On September 9, 2025, the Company entered into the 2025 September SPA with several investors pursuant to which the Company agreed to issue and sell a total of 100,000,000 Class A Ordinary Shares at the price of $0.04 per Class A Ordinary Share for gross proceeds of $4,000,000. The Offering was closed on September 19, 2025.

**Reverse Stock Split**

On August 7, 2025, the Company held its annual general meeting of shareholders, at which the shareholders approved a share consolidation at a ratio ranging from five (5)-for-one to fifty (50)-for-one. On January 28, 2026, the Board of Directors approved a 1-for-50 reverse stock split of the Company's Class A ordinary shares and Class B ordinary shares, which became effective on March 6, 2026. As a result, every fifty issued and outstanding Class A and Class B ordinary shares were consolidated into one share, respectively. Following the reverse stock split, the Company's authorized share capital was adjusted to 20,000,000 shares, consisting of 18,000,000 Class A ordinary shares and 2,000,000 Class B ordinary shares, with a par value of $0.0025 per share.

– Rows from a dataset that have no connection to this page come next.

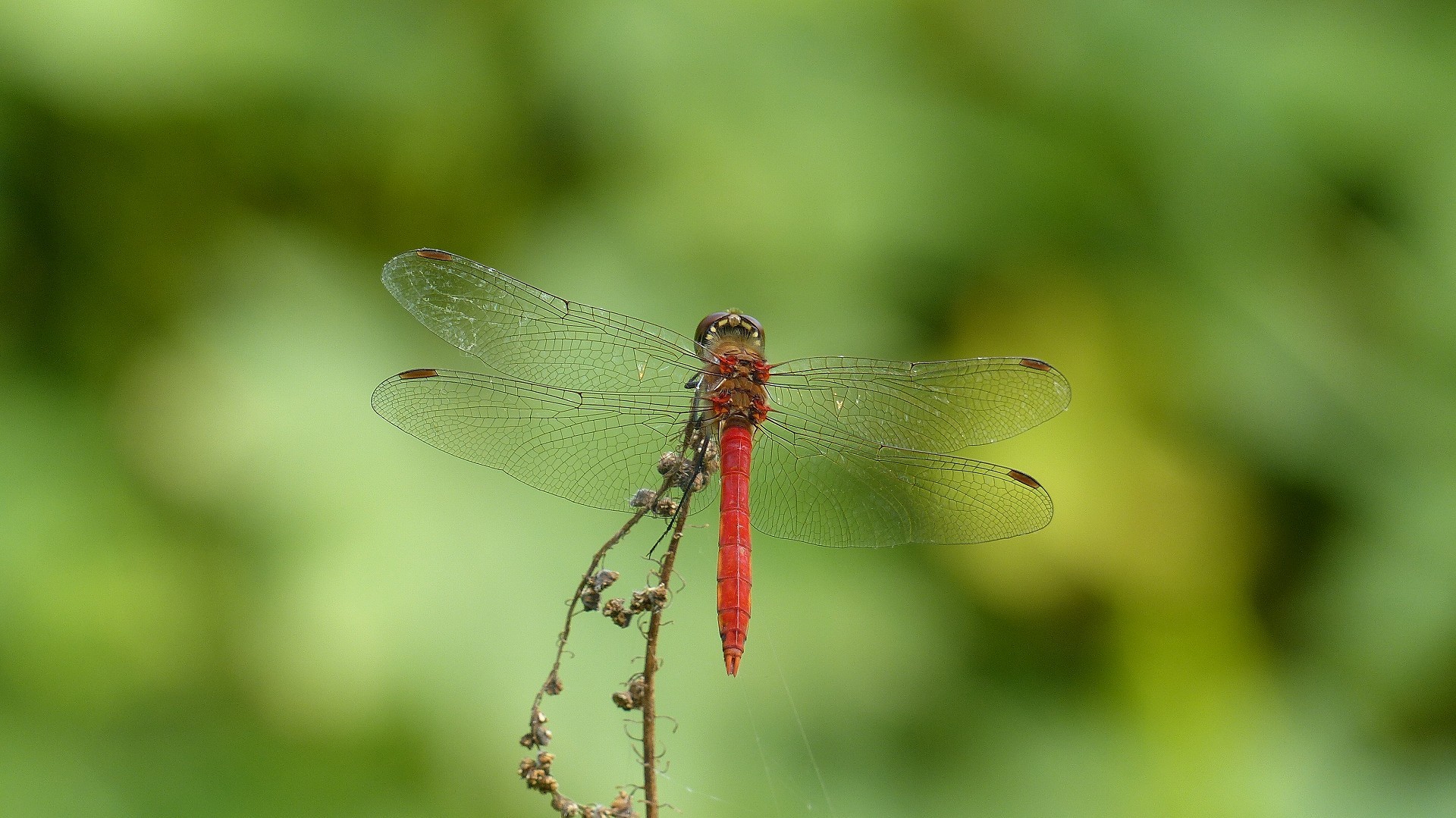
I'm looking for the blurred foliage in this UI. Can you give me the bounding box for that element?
[0,0,1456,818]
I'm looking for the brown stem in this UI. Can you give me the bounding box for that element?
[642,490,693,818]
[532,489,652,715]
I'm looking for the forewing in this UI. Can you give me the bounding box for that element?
[373,370,717,511]
[383,249,701,391]
[748,421,1051,547]
[769,358,1072,451]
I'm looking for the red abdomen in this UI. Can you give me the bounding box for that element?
[718,421,753,675]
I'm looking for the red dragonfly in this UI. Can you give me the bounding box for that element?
[373,249,1072,675]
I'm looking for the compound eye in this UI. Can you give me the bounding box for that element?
[738,315,763,343]
[693,313,728,343]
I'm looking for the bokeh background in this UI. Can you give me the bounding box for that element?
[0,0,1456,818]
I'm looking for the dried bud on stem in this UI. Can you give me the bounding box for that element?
[521,707,551,750]
[521,753,556,793]
[611,674,646,710]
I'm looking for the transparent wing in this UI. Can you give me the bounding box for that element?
[748,415,1051,549]
[372,370,717,511]
[383,249,701,391]
[769,358,1072,451]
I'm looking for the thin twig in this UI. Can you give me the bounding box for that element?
[642,480,693,818]
[532,478,661,713]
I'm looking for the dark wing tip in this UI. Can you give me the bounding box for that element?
[1006,469,1041,489]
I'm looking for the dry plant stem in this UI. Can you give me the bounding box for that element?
[532,478,677,713]
[642,490,693,818]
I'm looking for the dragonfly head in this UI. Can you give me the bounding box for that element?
[695,310,763,361]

As of the date of this report, the Company has 2,905,328 Class A Ordinary Shares (including 2,000,000 Resale Shares) and 160,000 Class B Ordinary Shares issued and outstanding.

**4B. Business Overview**

**Overview**

We are an enterprise software solution services provider headquartered in Hong Kong. We conduct all operations in Hong Kong through our Operating Subsidiary, Wching HK. We provide customized software solutions, cloud-based software-as-a-service ("SaaS") platforms, and "white-label" software design and development services. Our mission is to empower our customers and users, in particular, SMBs, to accelerate their digital transformation, optimize productivity, improve customer experiences, and enable resource-efficient growth with our low-cost, user-friendly, reliable and integrated all-in-one Enterprise Resource Planning ("ERP") software solutions.

We believe that SMBs are, and will continue to be, a vital component of the economy. However, we have observed that most SMBs rely on antiquated, laborious, inefficient processes or software systems to manage and execute most of their back-office and front-office operational functions. To compete effectively, we believe SMBs require modern integrated software solutions that can automate and streamline operational functions to reduce costs and allow them to focus on higher value-added activities. Furthermore, the COVID-19 pandemic also accelerated technology adoption by SMBs as they were required to respond to new challenges, such as facilitating remote work and finding new methods to engage with customers. At the same time, SMBs also have distinctive technology needs when adopting and transforming to software technologies - we believe SMBs prefer low-cost solutions that are easy to implement, onboard, and integrate and require little ongoing maintenance.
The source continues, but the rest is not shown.